Allegiant Is Diversifying and Wall Street Doesn’t Like It

In 2017, Allegiant was the world’s third most profitable airline by operating margin, behind only Ryanair and Hawaiian Airlines. The year before, it was No. 1. Allegiant’s 18% operating margin in the first half of this year shows it hasn’t lost its touch. Why, then, did the airline’s stock hit a 52-week low last week?

In a word: Sunseeker. That’s a new hotel/condo resort Allegiant is building in southwest Florida near Punta Gorda airport, which happens to be its fourth busiest airport, ranked (according to Diio Mi data) by seats scheduled this year. At an event the company hosted for investors last week, Sunseeker was the chief topic, with management explaining its justification for the venture, why it thinks it will succeed and how it plans to pay for it. Many seemed to leave with the same concerns they had when they arrived—that Sunseeker could distract from Allegiant’s core business: running a highly profitable airline.
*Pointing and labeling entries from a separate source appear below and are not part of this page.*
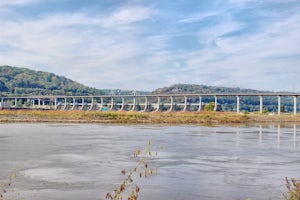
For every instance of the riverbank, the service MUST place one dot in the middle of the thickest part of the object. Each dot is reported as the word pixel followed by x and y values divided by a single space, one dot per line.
pixel 140 117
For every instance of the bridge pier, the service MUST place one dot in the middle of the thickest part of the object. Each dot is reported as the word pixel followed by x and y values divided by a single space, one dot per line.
pixel 279 105
pixel 216 103
pixel 146 107
pixel 171 104
pixel 260 104
pixel 200 104
pixel 295 105
pixel 133 104
pixel 111 104
pixel 238 104
pixel 185 104
pixel 158 104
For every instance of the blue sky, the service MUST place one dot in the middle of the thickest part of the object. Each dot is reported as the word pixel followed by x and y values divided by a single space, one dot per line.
pixel 144 45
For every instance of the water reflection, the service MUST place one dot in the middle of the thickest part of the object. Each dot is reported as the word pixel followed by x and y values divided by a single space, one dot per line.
pixel 279 133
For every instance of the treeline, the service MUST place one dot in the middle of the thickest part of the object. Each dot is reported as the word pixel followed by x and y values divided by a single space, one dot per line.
pixel 23 81
pixel 15 81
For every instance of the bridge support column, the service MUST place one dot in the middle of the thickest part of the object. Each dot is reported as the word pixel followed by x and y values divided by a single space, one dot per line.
pixel 279 105
pixel 92 104
pixel 133 104
pixel 74 104
pixel 260 104
pixel 200 104
pixel 123 104
pixel 295 105
pixel 158 104
pixel 216 103
pixel 238 104
pixel 65 104
pixel 146 104
pixel 55 103
pixel 171 103
pixel 101 103
pixel 111 104
pixel 185 104
pixel 39 103
pixel 82 104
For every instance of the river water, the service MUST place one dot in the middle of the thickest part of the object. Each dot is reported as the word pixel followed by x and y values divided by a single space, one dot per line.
pixel 84 161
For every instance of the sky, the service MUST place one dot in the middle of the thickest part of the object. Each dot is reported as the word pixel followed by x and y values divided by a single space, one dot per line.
pixel 148 44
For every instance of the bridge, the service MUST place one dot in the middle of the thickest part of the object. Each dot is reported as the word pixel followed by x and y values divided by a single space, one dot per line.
pixel 143 103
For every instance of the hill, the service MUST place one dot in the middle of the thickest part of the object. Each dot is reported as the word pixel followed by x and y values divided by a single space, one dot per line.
pixel 23 81
pixel 229 103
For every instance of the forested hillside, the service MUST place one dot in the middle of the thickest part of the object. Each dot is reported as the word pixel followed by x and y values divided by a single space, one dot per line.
pixel 229 103
pixel 23 81
pixel 200 89
pixel 16 81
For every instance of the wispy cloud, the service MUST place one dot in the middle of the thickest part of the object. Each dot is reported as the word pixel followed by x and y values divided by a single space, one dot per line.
pixel 134 45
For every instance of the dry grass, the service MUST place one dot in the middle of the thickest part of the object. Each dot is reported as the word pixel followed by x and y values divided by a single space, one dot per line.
pixel 140 117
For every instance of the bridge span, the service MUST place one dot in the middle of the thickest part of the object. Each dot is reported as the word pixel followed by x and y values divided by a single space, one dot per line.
pixel 143 103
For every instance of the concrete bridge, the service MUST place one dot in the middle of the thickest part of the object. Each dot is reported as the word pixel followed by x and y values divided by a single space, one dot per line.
pixel 144 103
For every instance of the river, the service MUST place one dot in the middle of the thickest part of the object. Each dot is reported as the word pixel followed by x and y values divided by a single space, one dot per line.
pixel 84 161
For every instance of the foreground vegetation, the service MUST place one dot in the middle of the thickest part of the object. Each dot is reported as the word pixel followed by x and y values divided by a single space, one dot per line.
pixel 140 117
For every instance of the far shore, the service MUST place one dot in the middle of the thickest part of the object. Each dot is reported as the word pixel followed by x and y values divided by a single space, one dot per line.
pixel 73 116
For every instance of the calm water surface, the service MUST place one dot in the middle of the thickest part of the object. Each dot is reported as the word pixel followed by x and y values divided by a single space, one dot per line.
pixel 83 161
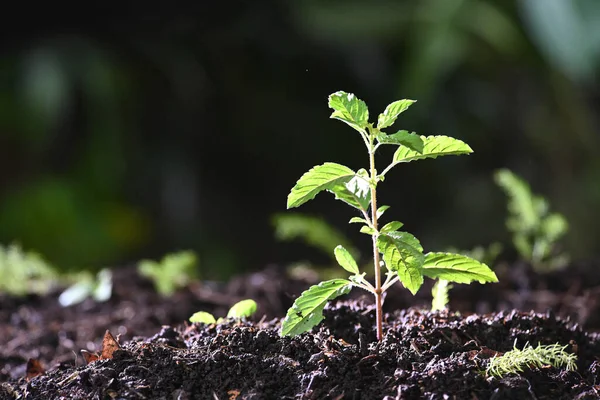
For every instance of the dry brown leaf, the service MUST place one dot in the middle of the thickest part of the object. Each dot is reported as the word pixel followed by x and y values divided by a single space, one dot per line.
pixel 34 368
pixel 109 345
pixel 89 357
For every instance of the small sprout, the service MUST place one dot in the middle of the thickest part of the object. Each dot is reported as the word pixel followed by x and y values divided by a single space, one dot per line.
pixel 536 231
pixel 98 287
pixel 440 295
pixel 400 253
pixel 515 361
pixel 24 272
pixel 239 310
pixel 174 271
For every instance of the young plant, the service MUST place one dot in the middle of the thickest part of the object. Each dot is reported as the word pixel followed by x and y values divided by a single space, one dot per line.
pixel 242 309
pixel 439 295
pixel 514 361
pixel 174 271
pixel 535 229
pixel 402 253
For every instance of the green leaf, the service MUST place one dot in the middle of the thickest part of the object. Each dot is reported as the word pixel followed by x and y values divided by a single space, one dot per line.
pixel 356 192
pixel 307 310
pixel 345 259
pixel 203 317
pixel 367 230
pixel 242 309
pixel 319 178
pixel 392 111
pixel 456 268
pixel 381 210
pixel 403 138
pixel 433 147
pixel 349 109
pixel 391 226
pixel 403 253
pixel 439 293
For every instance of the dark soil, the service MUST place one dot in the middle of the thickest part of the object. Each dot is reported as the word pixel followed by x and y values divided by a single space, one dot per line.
pixel 423 355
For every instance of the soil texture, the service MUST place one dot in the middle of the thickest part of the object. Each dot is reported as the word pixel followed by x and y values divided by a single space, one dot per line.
pixel 424 355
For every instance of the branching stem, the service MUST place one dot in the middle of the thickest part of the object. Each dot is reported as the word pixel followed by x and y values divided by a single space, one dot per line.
pixel 378 292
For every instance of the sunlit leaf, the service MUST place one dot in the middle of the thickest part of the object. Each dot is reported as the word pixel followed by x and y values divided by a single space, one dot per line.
pixel 433 147
pixel 203 317
pixel 317 179
pixel 349 109
pixel 403 138
pixel 456 268
pixel 388 117
pixel 403 253
pixel 242 309
pixel 356 192
pixel 307 310
pixel 381 210
pixel 345 259
pixel 355 220
pixel 391 226
pixel 367 230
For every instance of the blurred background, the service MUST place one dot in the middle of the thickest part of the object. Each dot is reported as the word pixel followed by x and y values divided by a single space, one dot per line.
pixel 130 134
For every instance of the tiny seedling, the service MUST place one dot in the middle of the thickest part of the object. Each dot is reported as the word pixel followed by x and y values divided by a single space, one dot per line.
pixel 439 293
pixel 536 231
pixel 23 272
pixel 242 309
pixel 514 361
pixel 402 253
pixel 174 271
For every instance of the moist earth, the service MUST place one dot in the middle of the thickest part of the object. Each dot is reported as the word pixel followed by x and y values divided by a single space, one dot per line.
pixel 423 355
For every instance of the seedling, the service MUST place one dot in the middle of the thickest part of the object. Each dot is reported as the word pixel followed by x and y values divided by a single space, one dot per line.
pixel 439 293
pixel 174 271
pixel 402 253
pixel 536 231
pixel 242 309
pixel 514 361
pixel 23 272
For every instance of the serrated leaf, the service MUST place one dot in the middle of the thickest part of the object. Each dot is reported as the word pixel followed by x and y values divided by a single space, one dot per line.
pixel 433 147
pixel 356 192
pixel 456 268
pixel 391 226
pixel 381 210
pixel 307 310
pixel 355 220
pixel 388 117
pixel 403 138
pixel 367 230
pixel 317 179
pixel 242 309
pixel 345 259
pixel 403 253
pixel 203 317
pixel 349 109
pixel 439 293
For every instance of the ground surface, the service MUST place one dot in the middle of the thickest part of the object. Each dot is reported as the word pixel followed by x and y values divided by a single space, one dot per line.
pixel 423 355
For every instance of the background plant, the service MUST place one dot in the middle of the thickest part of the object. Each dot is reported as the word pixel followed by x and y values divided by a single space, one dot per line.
pixel 399 252
pixel 241 309
pixel 535 229
pixel 174 271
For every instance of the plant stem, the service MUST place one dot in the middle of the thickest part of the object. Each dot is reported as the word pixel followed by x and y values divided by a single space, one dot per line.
pixel 377 268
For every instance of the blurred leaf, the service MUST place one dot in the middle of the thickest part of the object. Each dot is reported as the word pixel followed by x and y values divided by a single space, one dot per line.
pixel 314 231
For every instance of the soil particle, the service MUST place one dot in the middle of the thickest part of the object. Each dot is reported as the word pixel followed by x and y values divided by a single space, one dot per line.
pixel 423 355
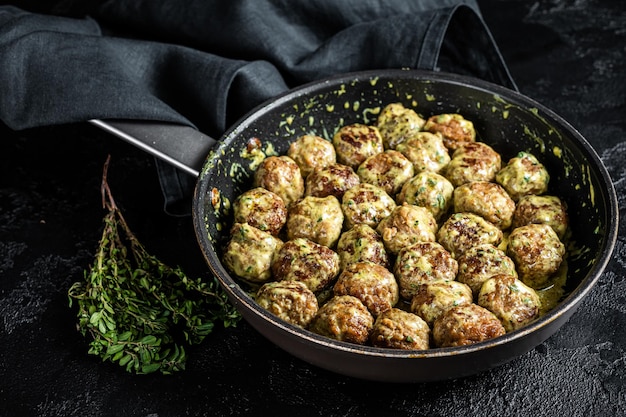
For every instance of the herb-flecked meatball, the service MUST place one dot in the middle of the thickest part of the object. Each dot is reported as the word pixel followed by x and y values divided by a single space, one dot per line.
pixel 537 253
pixel 432 299
pixel 343 318
pixel 426 151
pixel 455 129
pixel 429 190
pixel 361 243
pixel 371 283
pixel 396 123
pixel 512 301
pixel 389 170
pixel 422 263
pixel 319 219
pixel 262 209
pixel 366 203
pixel 355 143
pixel 407 224
pixel 466 325
pixel 250 251
pixel 312 152
pixel 291 301
pixel 399 329
pixel 475 161
pixel 303 260
pixel 479 263
pixel 546 209
pixel 334 180
pixel 523 175
pixel 487 199
pixel 280 175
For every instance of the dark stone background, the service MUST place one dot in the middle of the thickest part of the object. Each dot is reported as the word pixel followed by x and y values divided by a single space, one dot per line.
pixel 568 54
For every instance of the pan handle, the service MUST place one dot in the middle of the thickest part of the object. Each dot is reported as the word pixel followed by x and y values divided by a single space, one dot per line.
pixel 182 146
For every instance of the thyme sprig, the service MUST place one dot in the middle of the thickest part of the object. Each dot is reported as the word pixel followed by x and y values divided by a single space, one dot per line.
pixel 138 311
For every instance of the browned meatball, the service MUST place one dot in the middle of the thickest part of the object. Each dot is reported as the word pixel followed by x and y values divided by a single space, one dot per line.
pixel 306 261
pixel 319 219
pixel 479 263
pixel 291 301
pixel 432 299
pixel 344 318
pixel 487 199
pixel 426 151
pixel 466 325
pixel 407 224
pixel 250 251
pixel 333 180
pixel 389 170
pixel 361 244
pixel 455 129
pixel 312 152
pixel 474 161
pixel 262 209
pixel 396 123
pixel 356 142
pixel 366 203
pixel 461 231
pixel 513 302
pixel 422 263
pixel 371 283
pixel 545 209
pixel 523 175
pixel 399 329
pixel 430 190
pixel 280 175
pixel 537 253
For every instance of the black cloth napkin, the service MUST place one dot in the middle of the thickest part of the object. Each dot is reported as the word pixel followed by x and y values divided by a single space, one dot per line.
pixel 206 63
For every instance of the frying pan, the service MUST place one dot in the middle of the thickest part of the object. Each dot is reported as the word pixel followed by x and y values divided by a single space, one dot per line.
pixel 504 119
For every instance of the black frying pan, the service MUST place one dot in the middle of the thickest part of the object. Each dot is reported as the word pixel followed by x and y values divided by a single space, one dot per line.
pixel 504 119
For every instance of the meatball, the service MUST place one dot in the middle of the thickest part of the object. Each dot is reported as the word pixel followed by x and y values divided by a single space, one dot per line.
pixel 426 151
pixel 487 199
pixel 357 142
pixel 303 260
pixel 361 244
pixel 366 203
pixel 430 190
pixel 546 209
pixel 432 299
pixel 311 152
pixel 280 175
pixel 262 209
pixel 479 263
pixel 455 129
pixel 371 283
pixel 396 123
pixel 250 251
pixel 317 218
pixel 334 180
pixel 474 161
pixel 422 263
pixel 537 253
pixel 343 318
pixel 291 301
pixel 399 329
pixel 461 231
pixel 407 224
pixel 513 302
pixel 523 175
pixel 466 325
pixel 389 170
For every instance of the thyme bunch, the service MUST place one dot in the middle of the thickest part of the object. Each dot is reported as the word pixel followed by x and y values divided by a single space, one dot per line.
pixel 139 312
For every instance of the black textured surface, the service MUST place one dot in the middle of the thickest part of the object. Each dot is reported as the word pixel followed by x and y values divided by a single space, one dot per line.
pixel 569 55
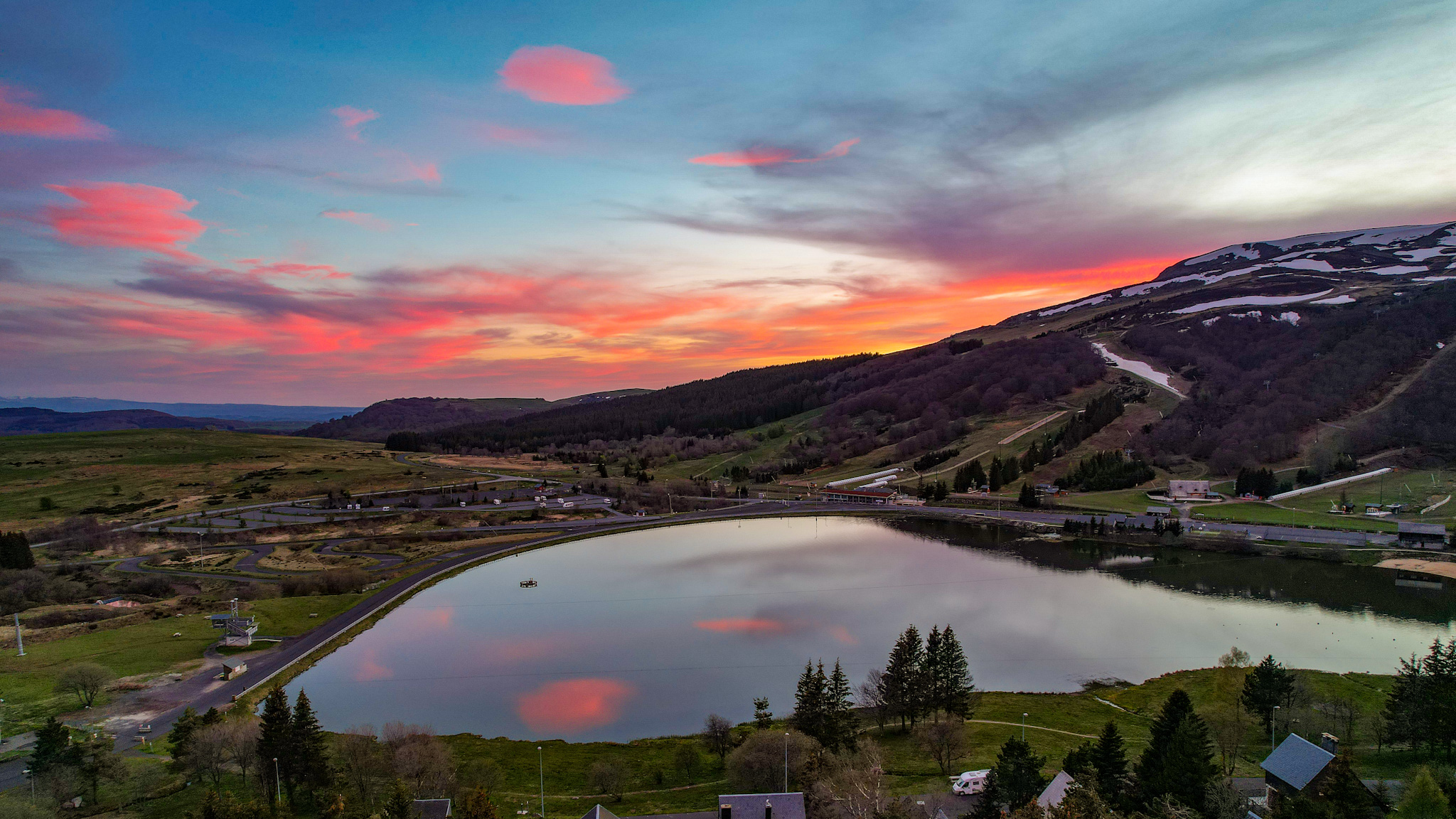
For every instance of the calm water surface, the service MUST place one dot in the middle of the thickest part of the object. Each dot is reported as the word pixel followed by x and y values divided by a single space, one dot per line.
pixel 646 633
Before even getting into its lengthy presentation about Sunseeker, Allegiant emphasized to investors that the airline business remains the “driver of this organization” and “job number one.” That won’t change, it insists. And indeed, the airline is doing well, having just posted its 62nd consecutive quarterly profit in the April-to-June period. Its 17% Q2 operating margin was, in fact, the best among U.S. carriers, reflecting a lot that’s still going right despite a tumultuous past few years of battles with labor unions, operational distress, aircraft delivery delays, higher fuel costs, a costly fleet transition, high executive turnover and high-profile media stories questioning its safety record. In announcing its Q2 results in July, moreover, Allegiant lowered its full-year forecast for earnings per share, reflecting higher-than-expected …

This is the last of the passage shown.